Il n’est pas facile de sortir de l’impasse. Ou on laisse jouer le marché, comme dans les pays anglo-saxons. Alors presque tous arrivent à s’employer : le chômage est faible, et le chômage de longue durée encore plus. La contrepartie est un grand nombre de "travailleurs pauvres", jusqu’aux travailleurs SDF. Ou au contraire on empêche le marché de trop maltraiter les moins compétitifs, mais ils ne trouvent pas preneur. Par ailleurs, la transposition en France du "modèle danois", dit de la "flexsécurité", maintenant tant célébré, ne va pas de soi. Certes, certains aspects de ce modèle ne paraissent pas trop difficiles à importer.
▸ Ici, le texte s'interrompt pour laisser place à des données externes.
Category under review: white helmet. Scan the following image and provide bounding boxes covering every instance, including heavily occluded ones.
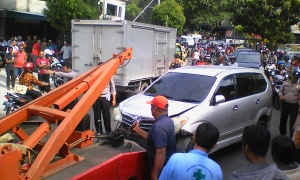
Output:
[44,49,53,57]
Quand ceux qui cherchent un emploi ne sont pas livrés à eux-mêmes, mais épaulés par des personnes qui ont du temps à leur consacrer, à la fois pour les conseiller et pour faire des démarches pour eux auprès des employeurs, le taux de retour à l’emploi s’améliore sensiblement. Par contre, une des conditions du succès danois est l’intensité des pressions visant à faire accepter, spécialement aux jeunes, les emplois qui se présentent ; il n’est pas question de dire que l’on est comédien et qu’on refuse d’être serveur dans un restaurant ou ouvrier du bâtiment. Quand on voit l’intensité des levées de bouclier en France lorsque l’on parle de supprimer les allocations de chômage à ceux qui rejettent les emplois ne correspondant pas à leur métier, on peut douter que cet aspect du modèle soit applicable. Or il fait partie de l’équilibre d’ensemble du système. Et s’il est accepté dans les pays concernés, c’est que être soumis à l’obligation d’exercer une activité qui n’a rien à voir avec son "métier" n’y donne pas le même sentiment de déchoir qu’en France.
Réflexion sur le pouvoir
Pour limiter le nombre de ceux qui sont pris au piège par la rencontre des logiques antagonistes dumarchéet dustatut, des efforts sont à faire pour alléger, autant que faire se peut, le poids de l’une et de l’autre. D’un côté, la construction européenne est porteuse d’une sorte de théologie du marché qu’on ne retrouve nulle part ailleurs, même aux États-Unis. Il faut trouver une vision plus pragmatique de la concurrence et de ses mérites, en tenant compte du fait que les consommateurs sont aussi des travailleurs. Simultanément, il nous faut réfléchir sur notre imaginaire social, et sur la manière dont il conduit à définir ce qui est ou n’est pas déshonorant. Ainsi, sommes-nous vraiment condamnés à regarder les rapports de travail à travers le prisme de la domesticité, qu’il s’agisse du contenu des tâches effectuées (et en particulier tout ce qui relève des services aux personnes) ou de la forme que prend le contrat de travail (cf. le rôle qu’a joué l’image du domestique susceptible d’être "congédié" à tout moment dans le refus du CPE) ? Mais, pour que des positions relativement humbles puissent être regardées comme compatibles avec une situation digne, et même avec une certaine forme de grandeur, il faut que le regard social accorde une valeur suffisante à la conscience professionnelle, au souci du devoir bien fait. Cela suppose que le ressentiment des "petits" ne soit pas la réponse la plus adaptée à la morgue et à la futilité des "grands". Or nous sommes dans un monde où celles-ci paraissent se donner particulièrement libre cours. Dans ces circonstances, l’appel à la réflexion sur le pouvoir, et l’exemple donné par ceux qui, étant en position de pouvoir, prennent cette réflexion au sérieux sont plus que jamais nécessaires.